Thèse de doctorat en Bioinformatique. Biologie structurale et génomique
Sous la direction de Bruno Canard.
Soutenue en 2007
à Aix-Marseille 2 , dans le cadre de Ecole Doctorale Sciences de la Vie et de la Santé (Marseille) .
L’infection chronique par le Virus de l’Hépatite C (VHC) est à l’origine de la majorité des cirrhoses et cancers du foie. Les polymérases sont des cibles privilégiées pour des molécules antivirales. Tout d'abord, nous avons développé une méthode de recherche de nouveaux inhibiteurs à faible coût par criblage in silico. Puis, en absence de données structurales sur le complexe de réplication, j'ai construit des modèles, outils cruciaux pour la compréhension de données biochimiques.

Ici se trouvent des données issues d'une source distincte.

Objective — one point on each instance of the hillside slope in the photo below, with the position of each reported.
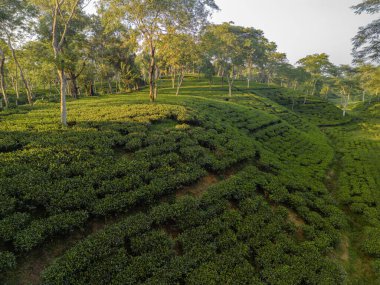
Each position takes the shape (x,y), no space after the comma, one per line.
(194,189)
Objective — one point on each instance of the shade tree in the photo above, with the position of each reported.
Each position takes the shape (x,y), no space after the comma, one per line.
(152,19)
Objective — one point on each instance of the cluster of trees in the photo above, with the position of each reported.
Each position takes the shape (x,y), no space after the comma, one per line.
(54,45)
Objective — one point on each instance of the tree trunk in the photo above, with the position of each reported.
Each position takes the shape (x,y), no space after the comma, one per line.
(63,81)
(73,85)
(26,84)
(92,90)
(2,78)
(180,81)
(230,84)
(152,67)
(173,78)
(110,91)
(16,87)
(156,76)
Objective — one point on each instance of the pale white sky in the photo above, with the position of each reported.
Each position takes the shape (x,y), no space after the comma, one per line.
(299,27)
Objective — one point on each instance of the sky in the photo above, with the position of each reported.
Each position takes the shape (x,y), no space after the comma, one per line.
(299,27)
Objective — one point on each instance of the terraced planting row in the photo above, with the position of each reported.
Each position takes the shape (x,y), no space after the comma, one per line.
(357,170)
(262,213)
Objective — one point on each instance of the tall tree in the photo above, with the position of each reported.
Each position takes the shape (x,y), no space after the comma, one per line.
(62,13)
(367,41)
(317,65)
(15,19)
(154,18)
(225,44)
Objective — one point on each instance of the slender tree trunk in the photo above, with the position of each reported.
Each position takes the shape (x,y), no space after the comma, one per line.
(230,84)
(180,81)
(110,91)
(156,76)
(63,81)
(26,84)
(2,79)
(173,78)
(152,67)
(73,85)
(16,87)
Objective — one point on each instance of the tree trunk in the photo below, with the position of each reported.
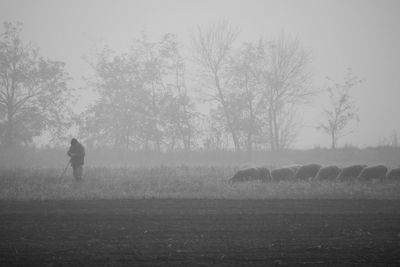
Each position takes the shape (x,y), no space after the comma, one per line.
(227,115)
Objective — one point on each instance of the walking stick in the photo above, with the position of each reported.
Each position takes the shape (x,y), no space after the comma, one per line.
(64,171)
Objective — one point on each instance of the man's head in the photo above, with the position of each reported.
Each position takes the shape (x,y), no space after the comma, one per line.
(73,141)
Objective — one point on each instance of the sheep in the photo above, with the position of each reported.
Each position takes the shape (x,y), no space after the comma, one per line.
(294,167)
(393,174)
(349,172)
(328,173)
(251,174)
(264,174)
(307,171)
(373,172)
(283,174)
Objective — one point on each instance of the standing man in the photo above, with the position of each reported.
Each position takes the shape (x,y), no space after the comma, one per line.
(77,154)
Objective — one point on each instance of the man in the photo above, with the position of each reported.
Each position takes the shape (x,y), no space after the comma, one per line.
(77,154)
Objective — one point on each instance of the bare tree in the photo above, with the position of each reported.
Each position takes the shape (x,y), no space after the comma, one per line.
(212,49)
(244,97)
(341,110)
(33,91)
(285,81)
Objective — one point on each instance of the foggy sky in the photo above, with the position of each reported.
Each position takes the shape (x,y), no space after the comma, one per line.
(361,34)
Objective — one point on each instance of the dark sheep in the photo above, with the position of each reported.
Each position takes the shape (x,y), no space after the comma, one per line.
(393,174)
(282,174)
(373,172)
(307,171)
(251,174)
(264,174)
(294,168)
(328,173)
(350,172)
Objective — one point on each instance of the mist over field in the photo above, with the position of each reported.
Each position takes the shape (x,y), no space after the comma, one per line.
(199,132)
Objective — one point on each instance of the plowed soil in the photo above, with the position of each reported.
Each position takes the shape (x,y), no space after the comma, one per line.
(200,232)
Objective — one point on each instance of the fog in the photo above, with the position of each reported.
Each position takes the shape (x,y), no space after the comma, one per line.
(361,35)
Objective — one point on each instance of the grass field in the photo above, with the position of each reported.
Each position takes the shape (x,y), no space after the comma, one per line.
(195,182)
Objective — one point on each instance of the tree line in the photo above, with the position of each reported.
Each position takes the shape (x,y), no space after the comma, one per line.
(152,97)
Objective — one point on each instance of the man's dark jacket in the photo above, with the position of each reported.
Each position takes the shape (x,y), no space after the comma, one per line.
(77,154)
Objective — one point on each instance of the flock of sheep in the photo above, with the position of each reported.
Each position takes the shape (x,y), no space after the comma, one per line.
(317,172)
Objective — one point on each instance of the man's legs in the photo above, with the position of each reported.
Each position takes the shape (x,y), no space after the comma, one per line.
(77,171)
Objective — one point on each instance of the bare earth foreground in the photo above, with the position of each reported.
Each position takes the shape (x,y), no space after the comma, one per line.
(200,232)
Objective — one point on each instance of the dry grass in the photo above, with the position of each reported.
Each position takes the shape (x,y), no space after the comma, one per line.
(176,182)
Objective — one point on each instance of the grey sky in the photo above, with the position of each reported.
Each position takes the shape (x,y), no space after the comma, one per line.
(362,34)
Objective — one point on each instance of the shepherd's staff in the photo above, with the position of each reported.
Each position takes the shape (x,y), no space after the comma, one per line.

De plus, j'ai mis au point un protocole de cristallisation aboutissant à la résolution de la structure de la polymérase du VHC (VHCpol). Ceci constitue la base de l'obtention de structures de complexes avec des inhibiteurs ou substrats. En parallèle, nous avons mené la première étude structurale de VHCpol en solution par l'utilisation combinée du SAXS, de la cristallographie et de l'analyse des modes normaux. Ainsi, nous avons montré l'état dimérique et la flexibilité de VHCpol en solution au niveau atomique.

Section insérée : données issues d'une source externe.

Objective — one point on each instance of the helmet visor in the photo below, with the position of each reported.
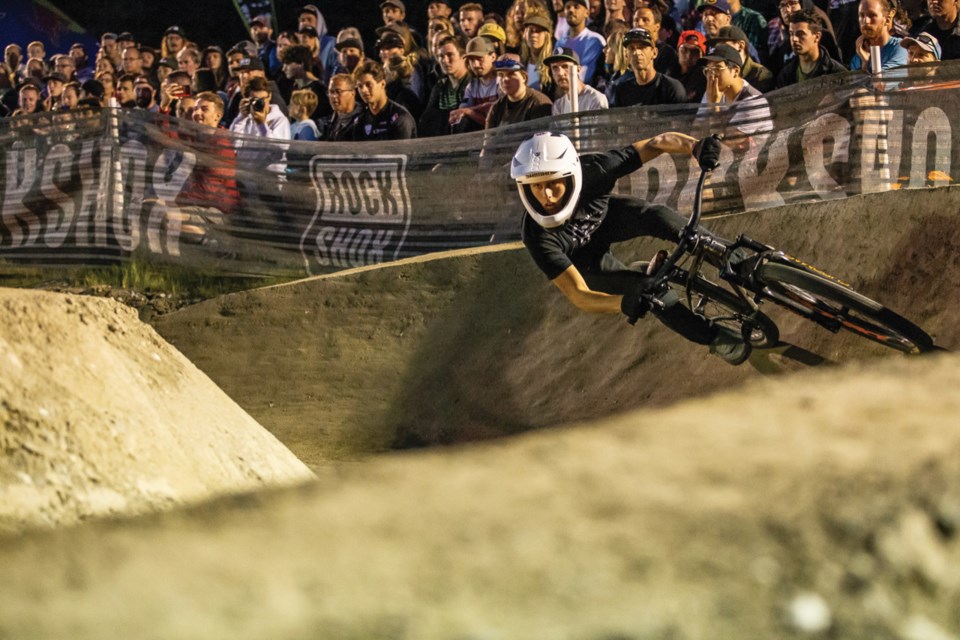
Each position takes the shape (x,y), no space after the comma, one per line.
(548,197)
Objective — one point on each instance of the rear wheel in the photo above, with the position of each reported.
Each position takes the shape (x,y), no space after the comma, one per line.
(725,308)
(837,306)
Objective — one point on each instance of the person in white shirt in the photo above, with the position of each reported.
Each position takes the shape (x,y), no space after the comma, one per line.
(260,118)
(588,44)
(727,93)
(588,98)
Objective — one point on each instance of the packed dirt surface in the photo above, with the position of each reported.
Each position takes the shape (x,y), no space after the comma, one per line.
(646,489)
(820,505)
(454,348)
(101,416)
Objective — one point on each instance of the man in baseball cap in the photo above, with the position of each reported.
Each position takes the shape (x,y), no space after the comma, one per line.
(691,46)
(393,11)
(922,49)
(482,90)
(588,99)
(648,86)
(519,102)
(714,14)
(753,72)
(587,43)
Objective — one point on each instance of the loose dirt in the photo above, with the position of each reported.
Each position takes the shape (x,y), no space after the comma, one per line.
(597,480)
(102,417)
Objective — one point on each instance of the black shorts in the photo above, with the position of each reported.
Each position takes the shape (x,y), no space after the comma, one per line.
(627,218)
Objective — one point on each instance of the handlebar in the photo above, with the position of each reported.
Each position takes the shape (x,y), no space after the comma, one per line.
(688,235)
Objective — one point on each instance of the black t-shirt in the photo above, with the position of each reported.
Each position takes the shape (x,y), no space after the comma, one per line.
(392,123)
(662,90)
(552,249)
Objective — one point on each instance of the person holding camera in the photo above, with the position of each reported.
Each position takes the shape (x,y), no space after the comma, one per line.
(259,117)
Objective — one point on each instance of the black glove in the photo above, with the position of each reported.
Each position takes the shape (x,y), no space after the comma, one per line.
(707,152)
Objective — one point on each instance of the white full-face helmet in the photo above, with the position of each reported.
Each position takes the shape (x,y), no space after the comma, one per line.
(547,156)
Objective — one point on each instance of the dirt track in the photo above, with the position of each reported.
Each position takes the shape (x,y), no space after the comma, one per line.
(816,504)
(101,417)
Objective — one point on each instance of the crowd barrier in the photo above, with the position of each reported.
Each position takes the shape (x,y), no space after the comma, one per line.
(102,188)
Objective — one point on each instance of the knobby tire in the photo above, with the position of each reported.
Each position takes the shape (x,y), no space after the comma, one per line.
(839,306)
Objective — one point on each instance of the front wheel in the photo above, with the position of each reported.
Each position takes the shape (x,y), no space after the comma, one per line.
(836,306)
(723,307)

Structurals studies of hepatitis C virus polymerase
The Hepatitis C virus (HCV) infection is responsible of acute and chronic hepatitis that may lead to cirrhosis and liver cancer. The HCV polymerase (HCV-pol) is an important target for antiviral therapies. First, we develop a screening method to search new inhibitors. Then, in absence of structural data on the replication complex, we report 3D models that are important for the interpretation of biochemical data. Moreover, I develop a crystallization protocol leading to the resolution of HCV-pol structure. It constitutes the base to obtain complexes structures with substrates or inhibitors. In parallel, we carry through the first structural analysis of HCV-pol in solution, using Small Angle X-ray Scattering (SAXS) in combination with X-ray crystallography and Normal Mode Analysis. We could thus assess the dimeric state, the conformation and the flexibility of HCV-pol at the atomic scale and propose a structural model of HCV-pol in solution.